Ein paar Bermerkungen zu einigen Aussagen im Artikel über das Hang:
1) Die Aussage, die Chinesen hätten eine serienmäßige Kopie mit lausiger Qualität hergestellt, halte ich für höchst unzuverlässig. Da ich gerade in Bern war und mit den Hangbauern auch über das Thema möglicher Kopien gesprochen habe, hätten sie dies bestimmt erwähnt, wenn es zutreffend wäre.
2) Das Hang wurde von Felix Rohner und Sabina Schärer gemeinsam entwickelt, die in der PANArt Hangbau AG zusammenarbeiten.
3) Es stimmt nicht, dass das Hang auf Jahre vorbestellt ist. Lediglich die diesjährige Produktion ist weitgehend vergeben. Wer heute an PANArt schreibt und sein Interesse am Kauf eines Hangs bekundet hat gute Chancen, im nächsten Jahr eines zu erwerben, wenn er bzw. sie bereit ist, nach Bern zu fahren.
4) Es gibt auch einen Hang-Artikel in der deutschen Wikipedia: http://de.wikipedia.org/wiki/Hang_(Musikinstrument)
Meine Aussagen beziehen sich auf das Treffen mit Janos.
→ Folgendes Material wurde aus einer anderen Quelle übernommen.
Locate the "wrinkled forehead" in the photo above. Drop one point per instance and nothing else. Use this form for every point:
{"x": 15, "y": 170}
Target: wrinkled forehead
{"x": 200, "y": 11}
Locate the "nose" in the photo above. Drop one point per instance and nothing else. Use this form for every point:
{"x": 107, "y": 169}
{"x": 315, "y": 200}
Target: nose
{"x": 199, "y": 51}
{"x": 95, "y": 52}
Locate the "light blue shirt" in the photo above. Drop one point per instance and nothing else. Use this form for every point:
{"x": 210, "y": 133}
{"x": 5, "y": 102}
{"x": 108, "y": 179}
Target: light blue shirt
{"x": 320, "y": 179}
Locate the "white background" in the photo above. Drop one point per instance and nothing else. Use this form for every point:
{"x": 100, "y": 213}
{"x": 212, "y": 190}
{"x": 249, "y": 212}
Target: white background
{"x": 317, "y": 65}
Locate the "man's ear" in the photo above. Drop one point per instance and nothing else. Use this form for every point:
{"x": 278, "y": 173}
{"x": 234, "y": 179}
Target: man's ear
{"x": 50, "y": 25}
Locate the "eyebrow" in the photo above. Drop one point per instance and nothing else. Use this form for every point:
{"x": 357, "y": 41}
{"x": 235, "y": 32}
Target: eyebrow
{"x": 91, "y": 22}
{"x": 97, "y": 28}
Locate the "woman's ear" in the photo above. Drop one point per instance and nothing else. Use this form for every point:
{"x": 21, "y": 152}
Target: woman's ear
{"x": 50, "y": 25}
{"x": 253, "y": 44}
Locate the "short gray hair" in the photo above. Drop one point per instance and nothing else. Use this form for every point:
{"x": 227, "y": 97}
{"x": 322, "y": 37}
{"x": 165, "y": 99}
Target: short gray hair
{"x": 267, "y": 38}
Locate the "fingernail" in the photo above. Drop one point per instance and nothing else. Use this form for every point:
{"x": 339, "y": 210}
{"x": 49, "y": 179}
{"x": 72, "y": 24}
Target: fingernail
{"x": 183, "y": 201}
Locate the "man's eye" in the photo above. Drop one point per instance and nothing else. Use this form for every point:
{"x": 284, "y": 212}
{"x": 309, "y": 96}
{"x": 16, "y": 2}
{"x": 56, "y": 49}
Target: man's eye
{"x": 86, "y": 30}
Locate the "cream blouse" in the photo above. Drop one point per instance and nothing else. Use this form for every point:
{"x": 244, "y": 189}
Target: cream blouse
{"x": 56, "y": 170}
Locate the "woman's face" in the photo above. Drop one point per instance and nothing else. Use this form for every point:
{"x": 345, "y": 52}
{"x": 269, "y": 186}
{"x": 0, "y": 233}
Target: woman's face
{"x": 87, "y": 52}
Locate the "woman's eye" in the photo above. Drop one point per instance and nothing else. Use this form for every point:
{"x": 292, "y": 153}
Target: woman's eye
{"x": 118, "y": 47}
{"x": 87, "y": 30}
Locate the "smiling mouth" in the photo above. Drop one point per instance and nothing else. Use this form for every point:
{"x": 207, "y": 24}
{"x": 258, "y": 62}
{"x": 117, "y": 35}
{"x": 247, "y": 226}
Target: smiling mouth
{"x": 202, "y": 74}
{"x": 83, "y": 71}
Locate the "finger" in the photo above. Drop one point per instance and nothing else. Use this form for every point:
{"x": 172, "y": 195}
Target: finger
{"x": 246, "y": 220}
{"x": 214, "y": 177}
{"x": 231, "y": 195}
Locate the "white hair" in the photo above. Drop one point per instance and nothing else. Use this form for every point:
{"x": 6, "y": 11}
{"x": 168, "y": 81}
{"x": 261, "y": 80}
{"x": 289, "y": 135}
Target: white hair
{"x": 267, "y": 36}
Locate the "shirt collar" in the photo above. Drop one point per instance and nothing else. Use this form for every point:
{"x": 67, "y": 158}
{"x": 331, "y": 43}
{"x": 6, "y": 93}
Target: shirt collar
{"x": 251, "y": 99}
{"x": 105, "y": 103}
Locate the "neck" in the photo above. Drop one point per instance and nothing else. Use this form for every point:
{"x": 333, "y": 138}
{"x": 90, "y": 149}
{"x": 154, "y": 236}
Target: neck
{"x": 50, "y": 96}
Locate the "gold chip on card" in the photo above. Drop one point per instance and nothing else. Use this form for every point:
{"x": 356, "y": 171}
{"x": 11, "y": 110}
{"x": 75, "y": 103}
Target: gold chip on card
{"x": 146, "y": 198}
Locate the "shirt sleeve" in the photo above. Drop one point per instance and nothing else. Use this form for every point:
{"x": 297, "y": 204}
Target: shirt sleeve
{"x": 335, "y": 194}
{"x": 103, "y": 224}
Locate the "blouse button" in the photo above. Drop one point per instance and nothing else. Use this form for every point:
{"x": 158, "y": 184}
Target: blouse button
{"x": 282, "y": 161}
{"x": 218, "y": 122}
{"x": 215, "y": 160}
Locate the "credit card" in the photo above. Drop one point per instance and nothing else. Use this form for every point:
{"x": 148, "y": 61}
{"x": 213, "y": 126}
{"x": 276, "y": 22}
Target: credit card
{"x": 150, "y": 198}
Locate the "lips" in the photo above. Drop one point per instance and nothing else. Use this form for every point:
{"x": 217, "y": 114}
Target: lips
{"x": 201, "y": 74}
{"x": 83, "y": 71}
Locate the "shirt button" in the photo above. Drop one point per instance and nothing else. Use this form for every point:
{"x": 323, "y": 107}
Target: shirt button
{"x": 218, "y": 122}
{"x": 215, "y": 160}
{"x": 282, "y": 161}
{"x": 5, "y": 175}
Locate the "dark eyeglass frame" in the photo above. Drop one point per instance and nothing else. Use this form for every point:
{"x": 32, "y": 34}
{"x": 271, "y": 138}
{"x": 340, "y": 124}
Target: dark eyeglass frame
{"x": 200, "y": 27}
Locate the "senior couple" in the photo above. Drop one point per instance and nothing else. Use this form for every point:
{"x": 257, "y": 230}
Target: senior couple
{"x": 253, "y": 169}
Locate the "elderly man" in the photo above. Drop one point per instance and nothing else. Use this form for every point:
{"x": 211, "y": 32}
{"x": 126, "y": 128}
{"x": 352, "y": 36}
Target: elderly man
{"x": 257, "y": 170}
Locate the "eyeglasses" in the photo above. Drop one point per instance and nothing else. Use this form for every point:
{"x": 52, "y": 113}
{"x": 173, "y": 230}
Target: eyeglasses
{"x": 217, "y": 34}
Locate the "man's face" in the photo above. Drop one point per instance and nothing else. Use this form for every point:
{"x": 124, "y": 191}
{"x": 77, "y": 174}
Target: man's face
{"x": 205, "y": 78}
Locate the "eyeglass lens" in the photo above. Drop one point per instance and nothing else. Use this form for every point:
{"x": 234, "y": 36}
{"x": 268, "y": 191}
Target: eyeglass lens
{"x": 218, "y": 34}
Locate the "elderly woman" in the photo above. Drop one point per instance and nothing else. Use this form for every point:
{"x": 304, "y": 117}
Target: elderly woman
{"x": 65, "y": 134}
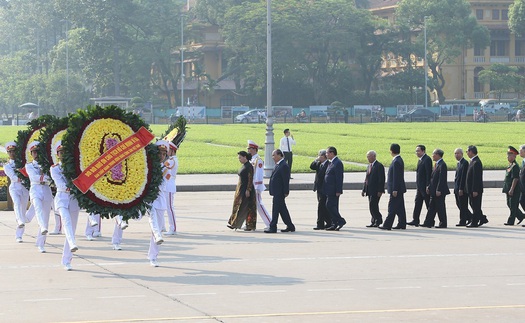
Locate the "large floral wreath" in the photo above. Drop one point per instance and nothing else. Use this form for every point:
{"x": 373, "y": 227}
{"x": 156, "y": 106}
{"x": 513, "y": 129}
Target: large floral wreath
{"x": 24, "y": 138}
{"x": 49, "y": 136}
{"x": 127, "y": 189}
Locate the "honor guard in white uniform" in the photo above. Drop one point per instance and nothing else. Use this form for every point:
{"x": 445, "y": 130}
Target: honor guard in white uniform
{"x": 40, "y": 195}
{"x": 19, "y": 194}
{"x": 258, "y": 184}
{"x": 67, "y": 207}
{"x": 156, "y": 213}
{"x": 171, "y": 188}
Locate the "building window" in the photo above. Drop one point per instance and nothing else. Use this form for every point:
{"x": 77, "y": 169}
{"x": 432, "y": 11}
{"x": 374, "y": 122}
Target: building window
{"x": 495, "y": 14}
{"x": 227, "y": 100}
{"x": 479, "y": 14}
{"x": 504, "y": 14}
{"x": 478, "y": 87}
{"x": 499, "y": 48}
{"x": 479, "y": 51}
{"x": 519, "y": 47}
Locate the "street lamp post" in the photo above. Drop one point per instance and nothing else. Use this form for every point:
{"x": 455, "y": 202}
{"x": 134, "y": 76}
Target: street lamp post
{"x": 426, "y": 63}
{"x": 269, "y": 164}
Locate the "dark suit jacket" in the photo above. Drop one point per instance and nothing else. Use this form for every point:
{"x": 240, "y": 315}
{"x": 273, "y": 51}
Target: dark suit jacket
{"x": 280, "y": 180}
{"x": 423, "y": 173}
{"x": 522, "y": 180}
{"x": 320, "y": 171}
{"x": 333, "y": 179}
{"x": 438, "y": 180}
{"x": 375, "y": 180}
{"x": 475, "y": 176}
{"x": 396, "y": 176}
{"x": 460, "y": 180}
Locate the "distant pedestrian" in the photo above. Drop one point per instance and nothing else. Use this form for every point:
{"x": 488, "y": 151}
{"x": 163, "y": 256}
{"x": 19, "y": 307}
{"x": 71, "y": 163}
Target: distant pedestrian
{"x": 286, "y": 147}
{"x": 438, "y": 191}
{"x": 279, "y": 189}
{"x": 374, "y": 187}
{"x": 396, "y": 187}
{"x": 511, "y": 187}
{"x": 333, "y": 188}
{"x": 319, "y": 165}
{"x": 465, "y": 216}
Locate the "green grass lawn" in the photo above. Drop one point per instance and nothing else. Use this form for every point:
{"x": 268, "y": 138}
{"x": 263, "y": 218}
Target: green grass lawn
{"x": 213, "y": 148}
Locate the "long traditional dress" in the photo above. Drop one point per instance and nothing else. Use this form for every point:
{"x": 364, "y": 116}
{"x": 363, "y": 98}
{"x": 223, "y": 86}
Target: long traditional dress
{"x": 243, "y": 207}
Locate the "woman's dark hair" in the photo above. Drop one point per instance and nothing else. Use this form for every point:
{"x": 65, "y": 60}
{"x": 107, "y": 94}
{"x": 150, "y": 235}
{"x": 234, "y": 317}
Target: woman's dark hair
{"x": 245, "y": 154}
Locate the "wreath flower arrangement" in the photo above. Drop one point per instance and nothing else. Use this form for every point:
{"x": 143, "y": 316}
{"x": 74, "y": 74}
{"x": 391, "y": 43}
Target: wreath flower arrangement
{"x": 128, "y": 188}
{"x": 24, "y": 138}
{"x": 49, "y": 136}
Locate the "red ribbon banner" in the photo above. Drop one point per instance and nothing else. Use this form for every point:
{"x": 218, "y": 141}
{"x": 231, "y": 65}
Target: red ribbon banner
{"x": 112, "y": 157}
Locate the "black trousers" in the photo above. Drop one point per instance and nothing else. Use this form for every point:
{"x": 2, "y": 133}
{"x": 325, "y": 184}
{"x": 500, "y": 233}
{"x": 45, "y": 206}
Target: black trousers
{"x": 288, "y": 158}
{"x": 465, "y": 215}
{"x": 323, "y": 216}
{"x": 373, "y": 205}
{"x": 437, "y": 205}
{"x": 332, "y": 205}
{"x": 396, "y": 206}
{"x": 279, "y": 207}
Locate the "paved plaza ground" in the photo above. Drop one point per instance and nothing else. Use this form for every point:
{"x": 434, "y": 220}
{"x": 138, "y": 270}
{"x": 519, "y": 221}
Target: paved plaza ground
{"x": 209, "y": 273}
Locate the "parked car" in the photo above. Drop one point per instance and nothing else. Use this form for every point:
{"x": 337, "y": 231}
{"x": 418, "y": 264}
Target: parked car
{"x": 418, "y": 115}
{"x": 252, "y": 116}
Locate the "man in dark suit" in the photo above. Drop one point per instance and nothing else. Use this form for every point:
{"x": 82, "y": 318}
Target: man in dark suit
{"x": 437, "y": 190}
{"x": 374, "y": 187}
{"x": 333, "y": 188}
{"x": 474, "y": 187}
{"x": 319, "y": 165}
{"x": 423, "y": 171}
{"x": 279, "y": 189}
{"x": 465, "y": 216}
{"x": 396, "y": 188}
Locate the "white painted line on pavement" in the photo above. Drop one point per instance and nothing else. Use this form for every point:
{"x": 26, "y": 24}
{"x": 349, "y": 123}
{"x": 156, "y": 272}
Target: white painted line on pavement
{"x": 330, "y": 289}
{"x": 121, "y": 296}
{"x": 263, "y": 291}
{"x": 462, "y": 286}
{"x": 48, "y": 299}
{"x": 400, "y": 287}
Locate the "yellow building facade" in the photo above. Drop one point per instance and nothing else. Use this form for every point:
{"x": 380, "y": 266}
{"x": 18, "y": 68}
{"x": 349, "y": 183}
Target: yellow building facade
{"x": 461, "y": 77}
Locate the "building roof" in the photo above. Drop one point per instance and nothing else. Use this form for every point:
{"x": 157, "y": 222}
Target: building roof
{"x": 376, "y": 4}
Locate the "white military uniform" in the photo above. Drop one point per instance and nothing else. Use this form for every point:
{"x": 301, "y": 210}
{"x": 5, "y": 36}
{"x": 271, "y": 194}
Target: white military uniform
{"x": 20, "y": 196}
{"x": 171, "y": 189}
{"x": 156, "y": 213}
{"x": 67, "y": 206}
{"x": 41, "y": 198}
{"x": 258, "y": 184}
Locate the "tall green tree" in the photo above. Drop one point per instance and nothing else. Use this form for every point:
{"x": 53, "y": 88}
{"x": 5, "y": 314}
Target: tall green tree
{"x": 450, "y": 28}
{"x": 502, "y": 78}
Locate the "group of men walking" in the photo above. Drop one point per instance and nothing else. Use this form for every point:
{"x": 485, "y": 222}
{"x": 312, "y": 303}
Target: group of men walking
{"x": 431, "y": 189}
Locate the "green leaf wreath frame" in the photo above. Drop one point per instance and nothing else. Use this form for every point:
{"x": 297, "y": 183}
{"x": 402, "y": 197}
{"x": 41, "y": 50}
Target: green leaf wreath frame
{"x": 45, "y": 149}
{"x": 22, "y": 141}
{"x": 71, "y": 164}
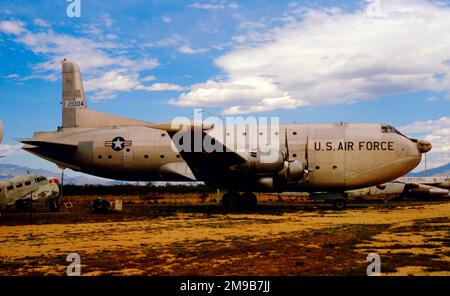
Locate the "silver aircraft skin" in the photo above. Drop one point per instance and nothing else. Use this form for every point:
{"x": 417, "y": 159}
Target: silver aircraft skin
{"x": 312, "y": 157}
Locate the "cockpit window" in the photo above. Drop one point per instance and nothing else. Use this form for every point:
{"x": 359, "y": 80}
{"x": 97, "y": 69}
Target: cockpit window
{"x": 391, "y": 129}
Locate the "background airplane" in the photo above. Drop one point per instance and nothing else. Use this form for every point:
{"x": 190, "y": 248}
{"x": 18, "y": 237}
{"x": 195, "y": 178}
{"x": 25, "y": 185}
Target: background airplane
{"x": 21, "y": 192}
{"x": 321, "y": 158}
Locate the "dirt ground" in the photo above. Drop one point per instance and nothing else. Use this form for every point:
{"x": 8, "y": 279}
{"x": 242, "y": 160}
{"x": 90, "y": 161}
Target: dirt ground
{"x": 412, "y": 238}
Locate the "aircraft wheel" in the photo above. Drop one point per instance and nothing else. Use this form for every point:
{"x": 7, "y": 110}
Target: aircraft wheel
{"x": 248, "y": 200}
{"x": 230, "y": 200}
{"x": 53, "y": 206}
{"x": 339, "y": 204}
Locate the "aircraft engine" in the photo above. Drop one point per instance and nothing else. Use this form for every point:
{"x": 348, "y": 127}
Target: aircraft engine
{"x": 256, "y": 164}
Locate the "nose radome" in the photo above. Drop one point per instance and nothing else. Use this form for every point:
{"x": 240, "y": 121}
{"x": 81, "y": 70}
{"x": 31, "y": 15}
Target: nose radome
{"x": 423, "y": 146}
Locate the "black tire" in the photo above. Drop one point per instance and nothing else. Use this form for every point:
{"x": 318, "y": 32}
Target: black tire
{"x": 230, "y": 200}
{"x": 339, "y": 204}
{"x": 53, "y": 206}
{"x": 100, "y": 206}
{"x": 248, "y": 200}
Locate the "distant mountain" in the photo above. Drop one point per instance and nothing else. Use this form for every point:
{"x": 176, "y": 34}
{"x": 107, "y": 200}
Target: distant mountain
{"x": 8, "y": 171}
{"x": 439, "y": 171}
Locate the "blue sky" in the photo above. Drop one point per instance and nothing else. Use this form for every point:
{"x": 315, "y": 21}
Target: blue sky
{"x": 304, "y": 61}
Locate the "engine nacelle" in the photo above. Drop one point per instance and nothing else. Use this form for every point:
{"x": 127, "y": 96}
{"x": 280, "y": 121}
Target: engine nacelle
{"x": 256, "y": 165}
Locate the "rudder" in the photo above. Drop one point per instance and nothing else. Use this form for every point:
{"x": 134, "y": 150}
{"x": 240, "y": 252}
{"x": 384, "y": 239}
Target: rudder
{"x": 73, "y": 98}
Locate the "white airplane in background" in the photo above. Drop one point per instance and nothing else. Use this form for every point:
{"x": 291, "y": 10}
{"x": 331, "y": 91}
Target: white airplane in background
{"x": 406, "y": 186}
{"x": 21, "y": 192}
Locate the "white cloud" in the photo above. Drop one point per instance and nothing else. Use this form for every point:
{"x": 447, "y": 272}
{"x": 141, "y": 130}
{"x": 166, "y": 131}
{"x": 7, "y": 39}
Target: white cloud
{"x": 259, "y": 94}
{"x": 149, "y": 78}
{"x": 12, "y": 76}
{"x": 166, "y": 19}
{"x": 6, "y": 149}
{"x": 107, "y": 20}
{"x": 41, "y": 23}
{"x": 102, "y": 61}
{"x": 12, "y": 27}
{"x": 173, "y": 40}
{"x": 189, "y": 50}
{"x": 330, "y": 56}
{"x": 163, "y": 87}
{"x": 438, "y": 133}
{"x": 115, "y": 80}
{"x": 214, "y": 5}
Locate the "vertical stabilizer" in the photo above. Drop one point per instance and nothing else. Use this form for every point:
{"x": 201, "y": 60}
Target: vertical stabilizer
{"x": 73, "y": 98}
{"x": 1, "y": 131}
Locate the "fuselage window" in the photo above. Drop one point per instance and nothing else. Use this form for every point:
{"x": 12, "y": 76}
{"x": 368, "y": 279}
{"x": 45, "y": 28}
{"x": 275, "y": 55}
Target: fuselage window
{"x": 391, "y": 129}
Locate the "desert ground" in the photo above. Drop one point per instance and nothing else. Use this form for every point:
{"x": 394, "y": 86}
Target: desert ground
{"x": 277, "y": 238}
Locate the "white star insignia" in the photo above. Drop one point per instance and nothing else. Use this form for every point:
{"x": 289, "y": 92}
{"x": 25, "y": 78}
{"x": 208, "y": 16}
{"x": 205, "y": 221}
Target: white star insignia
{"x": 118, "y": 144}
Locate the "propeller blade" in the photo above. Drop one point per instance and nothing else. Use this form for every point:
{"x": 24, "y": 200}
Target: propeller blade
{"x": 306, "y": 154}
{"x": 286, "y": 145}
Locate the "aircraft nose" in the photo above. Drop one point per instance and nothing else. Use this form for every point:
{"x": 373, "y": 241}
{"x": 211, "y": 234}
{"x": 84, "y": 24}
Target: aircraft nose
{"x": 423, "y": 146}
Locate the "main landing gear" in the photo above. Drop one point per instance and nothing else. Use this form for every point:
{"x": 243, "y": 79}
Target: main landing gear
{"x": 233, "y": 200}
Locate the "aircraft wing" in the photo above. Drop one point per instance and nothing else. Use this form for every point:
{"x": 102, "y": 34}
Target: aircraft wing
{"x": 48, "y": 144}
{"x": 209, "y": 166}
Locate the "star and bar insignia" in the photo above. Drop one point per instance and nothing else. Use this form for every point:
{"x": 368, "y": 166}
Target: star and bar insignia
{"x": 118, "y": 143}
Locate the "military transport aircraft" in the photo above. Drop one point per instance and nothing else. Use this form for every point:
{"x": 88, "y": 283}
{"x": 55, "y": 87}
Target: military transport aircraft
{"x": 326, "y": 159}
{"x": 22, "y": 191}
{"x": 423, "y": 187}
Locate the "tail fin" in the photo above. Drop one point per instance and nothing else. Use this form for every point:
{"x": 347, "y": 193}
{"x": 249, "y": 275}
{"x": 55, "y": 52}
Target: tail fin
{"x": 1, "y": 131}
{"x": 75, "y": 112}
{"x": 73, "y": 98}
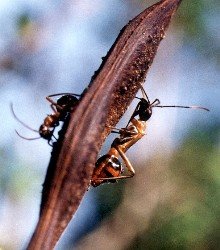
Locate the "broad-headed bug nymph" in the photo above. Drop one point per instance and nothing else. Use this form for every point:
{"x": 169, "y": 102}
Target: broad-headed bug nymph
{"x": 108, "y": 168}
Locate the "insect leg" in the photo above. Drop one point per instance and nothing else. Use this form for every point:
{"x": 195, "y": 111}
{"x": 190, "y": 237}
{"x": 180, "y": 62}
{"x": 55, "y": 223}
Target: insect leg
{"x": 127, "y": 164}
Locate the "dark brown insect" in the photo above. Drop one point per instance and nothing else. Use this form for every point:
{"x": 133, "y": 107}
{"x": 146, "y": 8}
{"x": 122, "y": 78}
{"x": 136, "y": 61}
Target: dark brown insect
{"x": 108, "y": 168}
{"x": 61, "y": 108}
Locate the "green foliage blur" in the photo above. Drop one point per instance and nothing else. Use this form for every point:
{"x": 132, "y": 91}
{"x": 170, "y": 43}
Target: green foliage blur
{"x": 190, "y": 220}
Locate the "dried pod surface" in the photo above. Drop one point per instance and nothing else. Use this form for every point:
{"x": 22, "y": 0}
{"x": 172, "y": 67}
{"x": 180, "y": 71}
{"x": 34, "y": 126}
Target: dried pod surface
{"x": 110, "y": 92}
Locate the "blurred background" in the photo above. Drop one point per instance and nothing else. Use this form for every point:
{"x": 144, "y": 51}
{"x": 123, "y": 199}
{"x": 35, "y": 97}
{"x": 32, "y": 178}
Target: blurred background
{"x": 48, "y": 47}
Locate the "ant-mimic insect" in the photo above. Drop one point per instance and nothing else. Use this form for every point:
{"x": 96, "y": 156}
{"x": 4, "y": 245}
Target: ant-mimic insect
{"x": 61, "y": 108}
{"x": 108, "y": 168}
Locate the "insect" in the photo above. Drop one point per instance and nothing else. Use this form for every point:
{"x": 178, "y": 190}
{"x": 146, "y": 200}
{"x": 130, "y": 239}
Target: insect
{"x": 61, "y": 109}
{"x": 108, "y": 168}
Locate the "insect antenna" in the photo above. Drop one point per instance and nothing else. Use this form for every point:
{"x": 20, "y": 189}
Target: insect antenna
{"x": 28, "y": 139}
{"x": 20, "y": 121}
{"x": 177, "y": 106}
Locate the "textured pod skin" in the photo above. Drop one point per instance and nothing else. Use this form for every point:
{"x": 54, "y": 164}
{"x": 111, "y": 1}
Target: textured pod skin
{"x": 110, "y": 92}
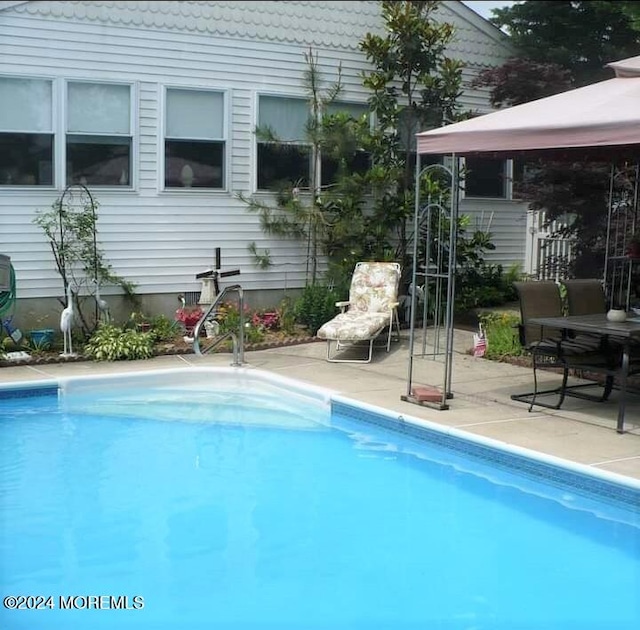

Von ihm stammen das Gros der Infos. Ich bin keine Experte in Sachen Hang. Da Du Dich dem Hang-Blogging verschrieben hast, gehe ich davon aus, dass Du da mehr Sachverstand hast.
Aber: “(…) gute Chancen, im nächsten Jahr” klingt für mich im übrigen schon ein bißchen nach einer langen Wartezeit.
Jens, ich kenne Dich nun seit zehn oder drölf Jahren. Weißt Du was? Du bist echt ein abgefahrener Typ. Wie machst Du das bloß alles?,
staunt Søren
und wünscht eine brillante Woche.
Da hat Jens recht!!! Ich will auch ein Hang und muss ewig daruf warten… was soll das ich will mein Hang jetzt!!!